Kreis erhält Millionen für Radwegebau

Mit der Tagestemperatur steigt auch die Anzahl der Fahrradfahrer auf den Straßen in Mittelsachsen. Aber für die Pläne in Mittelsachsen gibt es Kritik.

Mittweida/Frankenberg.

Zwei Radweg-Projekte will das Sächsische Ministerium für Wirtschaft, Arbeit und Verkehr in diesem Jahr in Mittelsachsen fördern. Wie Pressesprecherin Kathleen Brühl erläutert, handelt es sich zum einen um den Radweg von Halsbrücke über Tuttendorf nach Freiberg. Der erste Abschnitt beim Umbau des ehemaligen Bahndamms, für den 391.000 Euro veranschlagt sind, soll mit fast 352.000Euro bezuschusst werden. Das zweite Vorhaben ist der voraussichtlich 57.000 Euro teure Ausbau des Radweges von der Ringstraße in Döbeln bis zum Sportplatz Neudorf, der ebenfalls zu 90 Prozent unterstützt werden soll.

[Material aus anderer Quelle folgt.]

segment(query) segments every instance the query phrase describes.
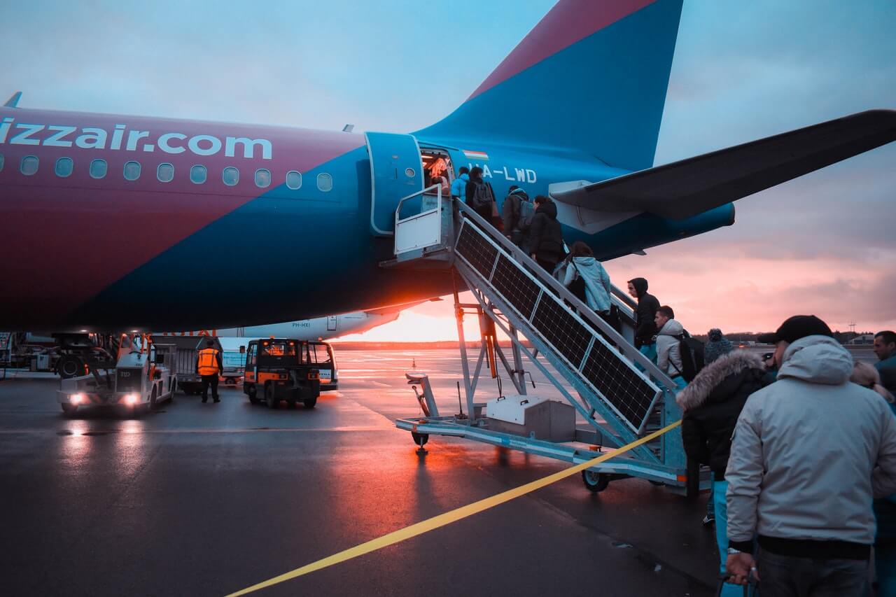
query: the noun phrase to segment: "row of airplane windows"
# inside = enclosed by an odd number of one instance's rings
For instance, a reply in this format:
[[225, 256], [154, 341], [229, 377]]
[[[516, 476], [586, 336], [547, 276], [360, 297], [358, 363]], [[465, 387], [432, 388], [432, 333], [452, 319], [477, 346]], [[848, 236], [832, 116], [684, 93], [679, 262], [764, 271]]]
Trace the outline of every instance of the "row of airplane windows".
[[[26, 155], [22, 159], [22, 162], [19, 164], [19, 171], [24, 174], [26, 177], [37, 174], [38, 167], [40, 164], [40, 160], [37, 156]], [[4, 167], [4, 156], [0, 153], [0, 171], [3, 170]], [[56, 168], [54, 171], [56, 175], [61, 178], [65, 178], [72, 175], [74, 169], [74, 162], [71, 158], [59, 158], [56, 160]], [[125, 164], [124, 176], [125, 180], [136, 180], [140, 177], [141, 170], [142, 166], [141, 166], [139, 161], [128, 161]], [[93, 160], [90, 161], [90, 174], [93, 178], [105, 178], [106, 173], [108, 170], [108, 165], [105, 160]], [[162, 162], [159, 164], [156, 169], [156, 178], [159, 182], [171, 182], [174, 180], [174, 165], [168, 162]], [[255, 186], [259, 188], [267, 188], [271, 186], [271, 170], [263, 168], [260, 168], [255, 170]], [[196, 185], [202, 185], [208, 179], [208, 169], [205, 166], [195, 165], [190, 168], [190, 181]], [[223, 170], [221, 170], [221, 182], [223, 182], [228, 186], [234, 186], [239, 182], [239, 169], [234, 166], [228, 166]], [[289, 170], [286, 173], [286, 186], [292, 190], [297, 190], [302, 186], [302, 173], [298, 170]], [[326, 172], [322, 172], [317, 175], [317, 189], [324, 193], [328, 193], [332, 190], [333, 187], [333, 178], [332, 176]]]

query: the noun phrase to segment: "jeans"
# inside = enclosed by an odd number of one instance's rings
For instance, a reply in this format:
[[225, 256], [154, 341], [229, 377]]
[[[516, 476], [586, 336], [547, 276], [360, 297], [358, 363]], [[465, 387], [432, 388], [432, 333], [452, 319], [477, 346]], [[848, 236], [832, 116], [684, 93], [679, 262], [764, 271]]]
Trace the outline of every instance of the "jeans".
[[206, 401], [209, 399], [209, 385], [211, 386], [211, 397], [214, 400], [219, 400], [218, 398], [218, 374], [213, 376], [202, 376], [202, 400]]
[[756, 567], [762, 597], [862, 597], [868, 582], [866, 559], [797, 558], [760, 548]]
[[[711, 501], [716, 513], [716, 544], [719, 546], [719, 558], [721, 559], [719, 572], [725, 572], [725, 561], [728, 559], [728, 501], [725, 499], [727, 493], [728, 481], [712, 481]], [[722, 587], [721, 597], [742, 597], [743, 594], [744, 587], [739, 584], [725, 583], [725, 586]]]
[[[716, 516], [716, 480], [713, 473], [710, 473], [710, 497], [706, 499], [706, 515], [715, 518]], [[724, 499], [724, 496], [722, 498]], [[728, 546], [726, 546], [728, 547]]]

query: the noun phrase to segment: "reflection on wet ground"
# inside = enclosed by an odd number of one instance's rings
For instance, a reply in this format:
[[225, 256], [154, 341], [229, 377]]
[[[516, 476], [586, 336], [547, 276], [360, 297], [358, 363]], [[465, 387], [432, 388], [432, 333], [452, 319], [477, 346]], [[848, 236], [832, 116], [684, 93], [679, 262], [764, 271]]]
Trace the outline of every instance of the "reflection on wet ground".
[[[392, 423], [419, 414], [404, 373], [429, 373], [455, 412], [452, 351], [339, 363], [340, 390], [314, 409], [228, 388], [220, 404], [177, 394], [139, 419], [65, 419], [57, 382], [0, 383], [4, 593], [225, 594], [564, 467], [461, 438], [415, 452]], [[480, 390], [497, 395], [495, 380]], [[571, 478], [263, 594], [710, 595], [702, 509], [637, 480], [591, 494]]]

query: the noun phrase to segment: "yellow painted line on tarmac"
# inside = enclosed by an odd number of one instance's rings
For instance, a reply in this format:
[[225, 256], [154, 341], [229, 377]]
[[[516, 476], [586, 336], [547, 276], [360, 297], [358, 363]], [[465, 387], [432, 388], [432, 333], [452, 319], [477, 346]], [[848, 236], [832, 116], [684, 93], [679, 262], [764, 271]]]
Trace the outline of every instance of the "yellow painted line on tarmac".
[[255, 591], [260, 591], [262, 589], [266, 589], [269, 586], [273, 586], [274, 584], [279, 584], [280, 583], [286, 582], [288, 580], [292, 580], [293, 578], [297, 578], [299, 576], [304, 576], [305, 575], [311, 574], [312, 572], [316, 572], [317, 570], [322, 570], [323, 568], [329, 567], [331, 566], [335, 566], [336, 564], [340, 564], [342, 562], [358, 558], [360, 556], [368, 554], [372, 551], [376, 551], [384, 547], [390, 545], [394, 545], [395, 543], [400, 543], [405, 540], [410, 539], [412, 537], [417, 537], [418, 535], [422, 535], [425, 532], [434, 531], [440, 527], [455, 523], [462, 518], [467, 518], [468, 516], [472, 516], [475, 514], [478, 514], [489, 508], [493, 508], [495, 506], [500, 506], [504, 502], [509, 502], [512, 499], [524, 496], [527, 493], [531, 493], [536, 489], [540, 489], [543, 487], [547, 487], [551, 483], [556, 483], [556, 481], [565, 479], [574, 475], [577, 472], [581, 472], [585, 469], [603, 463], [605, 461], [613, 458], [614, 456], [618, 456], [619, 454], [625, 454], [633, 448], [636, 448], [639, 446], [642, 446], [648, 442], [653, 441], [659, 436], [671, 431], [681, 425], [680, 420], [676, 420], [671, 425], [668, 425], [661, 429], [654, 431], [653, 433], [644, 436], [641, 439], [635, 440], [631, 444], [626, 444], [622, 447], [616, 448], [612, 452], [607, 452], [603, 454], [597, 458], [592, 458], [590, 461], [582, 463], [581, 464], [576, 464], [575, 466], [570, 467], [559, 472], [555, 472], [554, 474], [547, 475], [537, 480], [531, 481], [530, 483], [526, 483], [525, 485], [521, 485], [520, 487], [514, 488], [513, 489], [508, 489], [497, 495], [492, 496], [491, 497], [486, 497], [485, 499], [480, 499], [478, 502], [473, 502], [467, 506], [463, 506], [450, 512], [445, 512], [437, 516], [433, 516], [432, 518], [426, 519], [425, 521], [411, 524], [410, 526], [406, 526], [403, 529], [398, 531], [393, 531], [389, 534], [383, 535], [382, 537], [377, 537], [376, 539], [371, 540], [360, 545], [356, 545], [353, 548], [345, 549], [344, 551], [340, 551], [332, 556], [328, 556], [323, 559], [319, 559], [316, 562], [312, 562], [311, 564], [306, 564], [300, 568], [296, 568], [290, 572], [287, 572], [279, 576], [274, 576], [273, 578], [268, 579], [257, 584], [253, 584], [252, 586], [242, 589], [236, 593], [231, 593], [227, 595], [227, 597], [237, 597], [237, 595], [246, 595], [250, 593], [254, 593]]

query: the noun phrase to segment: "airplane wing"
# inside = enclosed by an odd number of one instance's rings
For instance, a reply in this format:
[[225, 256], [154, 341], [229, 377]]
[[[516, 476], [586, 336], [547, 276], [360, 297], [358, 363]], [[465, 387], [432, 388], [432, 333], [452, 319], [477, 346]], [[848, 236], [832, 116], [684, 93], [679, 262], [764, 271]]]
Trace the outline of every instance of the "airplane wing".
[[868, 110], [552, 196], [599, 212], [684, 220], [892, 141], [896, 110]]
[[367, 309], [365, 313], [368, 315], [393, 315], [403, 311], [405, 309], [409, 309], [411, 307], [417, 307], [418, 305], [422, 305], [423, 303], [435, 302], [442, 300], [442, 298], [435, 297], [435, 298], [426, 298], [426, 300], [417, 300], [412, 303], [401, 303], [401, 305], [391, 305], [389, 307], [381, 307], [376, 309]]

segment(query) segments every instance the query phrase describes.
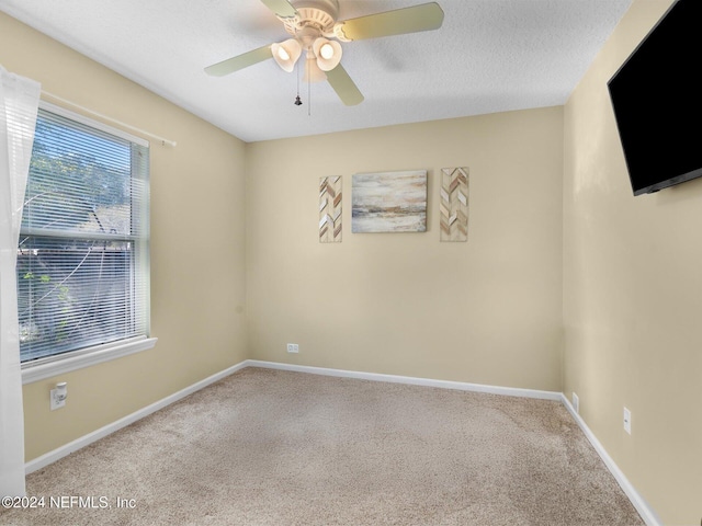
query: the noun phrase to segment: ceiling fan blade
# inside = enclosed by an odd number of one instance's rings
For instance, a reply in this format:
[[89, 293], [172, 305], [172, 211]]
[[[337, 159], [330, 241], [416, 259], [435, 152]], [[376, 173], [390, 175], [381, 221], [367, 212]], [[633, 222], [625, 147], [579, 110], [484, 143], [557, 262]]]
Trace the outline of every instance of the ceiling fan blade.
[[335, 26], [335, 33], [342, 41], [361, 41], [438, 30], [442, 23], [443, 10], [437, 2], [430, 2], [346, 20]]
[[359, 91], [341, 65], [338, 65], [331, 71], [327, 71], [327, 81], [347, 106], [354, 106], [363, 102], [363, 93]]
[[258, 49], [207, 66], [205, 68], [205, 72], [214, 77], [223, 77], [225, 75], [234, 73], [240, 69], [248, 68], [249, 66], [253, 66], [254, 64], [262, 62], [268, 58], [273, 58], [270, 45], [259, 47]]
[[292, 19], [297, 16], [297, 10], [287, 0], [261, 0], [268, 9], [273, 11], [275, 16], [281, 19]]

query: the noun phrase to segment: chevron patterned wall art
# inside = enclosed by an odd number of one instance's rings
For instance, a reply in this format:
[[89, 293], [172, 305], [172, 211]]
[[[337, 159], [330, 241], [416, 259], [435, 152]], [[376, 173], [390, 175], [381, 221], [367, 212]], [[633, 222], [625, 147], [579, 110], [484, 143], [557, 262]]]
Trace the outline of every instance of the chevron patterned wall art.
[[319, 242], [341, 242], [341, 176], [319, 179]]
[[468, 239], [468, 169], [441, 169], [441, 241]]

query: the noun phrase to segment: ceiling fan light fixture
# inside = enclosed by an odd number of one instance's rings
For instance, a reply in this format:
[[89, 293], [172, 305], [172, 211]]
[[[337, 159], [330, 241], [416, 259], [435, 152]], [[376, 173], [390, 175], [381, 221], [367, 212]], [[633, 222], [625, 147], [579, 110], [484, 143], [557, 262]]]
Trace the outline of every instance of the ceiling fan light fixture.
[[341, 61], [341, 44], [337, 41], [329, 41], [322, 36], [317, 38], [312, 45], [312, 49], [317, 57], [317, 66], [322, 71], [331, 71]]
[[303, 48], [295, 38], [288, 38], [280, 44], [271, 44], [271, 52], [273, 53], [273, 59], [283, 69], [291, 73], [295, 69], [295, 62], [303, 53]]

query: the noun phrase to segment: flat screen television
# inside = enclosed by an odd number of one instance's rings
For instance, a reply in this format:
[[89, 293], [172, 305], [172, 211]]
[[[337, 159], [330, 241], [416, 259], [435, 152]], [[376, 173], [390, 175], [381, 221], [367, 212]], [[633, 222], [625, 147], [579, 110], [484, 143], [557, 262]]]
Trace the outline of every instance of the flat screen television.
[[702, 176], [702, 0], [677, 0], [608, 82], [634, 195]]

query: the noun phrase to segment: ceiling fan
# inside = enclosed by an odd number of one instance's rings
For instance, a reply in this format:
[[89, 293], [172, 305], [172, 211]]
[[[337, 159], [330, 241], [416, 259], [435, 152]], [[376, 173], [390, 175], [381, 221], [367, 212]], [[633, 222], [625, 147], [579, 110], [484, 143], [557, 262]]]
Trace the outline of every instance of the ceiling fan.
[[213, 64], [205, 68], [205, 72], [222, 77], [269, 58], [273, 58], [284, 71], [292, 72], [305, 52], [305, 81], [326, 79], [339, 99], [349, 106], [363, 102], [363, 94], [341, 66], [343, 50], [339, 42], [438, 30], [443, 23], [443, 11], [437, 2], [344, 21], [337, 20], [339, 0], [261, 2], [283, 22], [292, 38]]

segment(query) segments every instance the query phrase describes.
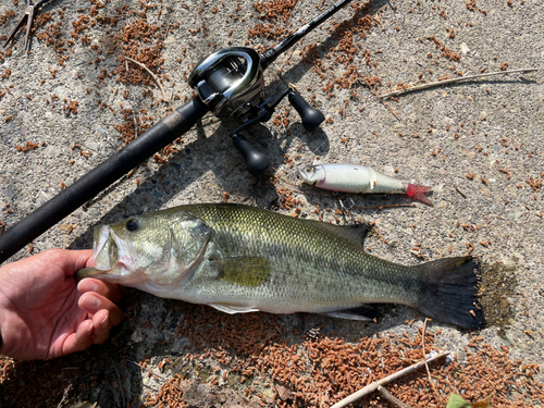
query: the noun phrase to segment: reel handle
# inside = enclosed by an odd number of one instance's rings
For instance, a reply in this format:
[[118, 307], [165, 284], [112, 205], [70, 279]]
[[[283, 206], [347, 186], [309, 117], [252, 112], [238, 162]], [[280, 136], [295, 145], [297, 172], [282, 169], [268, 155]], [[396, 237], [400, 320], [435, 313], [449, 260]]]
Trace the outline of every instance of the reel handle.
[[246, 161], [246, 166], [249, 173], [252, 175], [259, 175], [270, 166], [271, 162], [269, 158], [257, 151], [244, 136], [234, 133], [232, 138], [234, 147], [240, 152], [242, 157]]
[[293, 104], [293, 108], [300, 115], [302, 126], [308, 132], [318, 128], [325, 120], [325, 115], [320, 110], [310, 107], [302, 96], [294, 90], [289, 92], [289, 103]]

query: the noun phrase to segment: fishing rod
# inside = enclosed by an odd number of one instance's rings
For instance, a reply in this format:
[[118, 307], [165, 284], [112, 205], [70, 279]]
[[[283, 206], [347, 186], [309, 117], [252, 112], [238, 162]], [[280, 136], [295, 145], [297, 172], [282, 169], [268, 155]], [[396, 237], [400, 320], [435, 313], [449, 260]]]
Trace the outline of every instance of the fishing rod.
[[293, 89], [285, 91], [275, 101], [274, 97], [264, 99], [264, 70], [298, 40], [350, 2], [351, 0], [336, 1], [294, 34], [261, 54], [251, 48], [232, 47], [206, 57], [187, 81], [198, 96], [172, 111], [122, 150], [113, 153], [1, 234], [0, 263], [96, 197], [151, 154], [188, 132], [210, 111], [218, 118], [231, 116], [243, 120], [243, 124], [230, 136], [244, 157], [248, 171], [254, 175], [263, 172], [269, 168], [270, 160], [239, 134], [242, 129], [270, 120], [274, 108], [285, 97], [288, 97], [295, 110], [300, 114], [302, 125], [307, 131], [314, 129], [324, 121], [323, 113], [310, 107]]

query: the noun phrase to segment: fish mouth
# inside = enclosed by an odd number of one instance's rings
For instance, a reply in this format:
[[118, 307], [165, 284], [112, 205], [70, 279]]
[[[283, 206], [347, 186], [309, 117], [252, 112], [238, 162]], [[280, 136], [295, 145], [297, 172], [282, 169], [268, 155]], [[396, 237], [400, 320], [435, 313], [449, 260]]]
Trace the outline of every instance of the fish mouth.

Darüber hinaus liegen dem Ministerium den Angaben der Referentin zufolge noch Förderanträge aus dem Vorjahr für den zweiten Abschnitt des Bahndamm-Umbaus zwischen Halsbrücke und Freiberg (Gesamtkosten 224.000 Euro), die Instandsetzung des Radwegs Niederschöna-Hetzdorf zur Bundesstraße173 (195.000 Euro) und für den Neubau eines Geh-Radwegs von Oederan zum Ortsteil Börnichen (annähernd 280.000 Euro) vor.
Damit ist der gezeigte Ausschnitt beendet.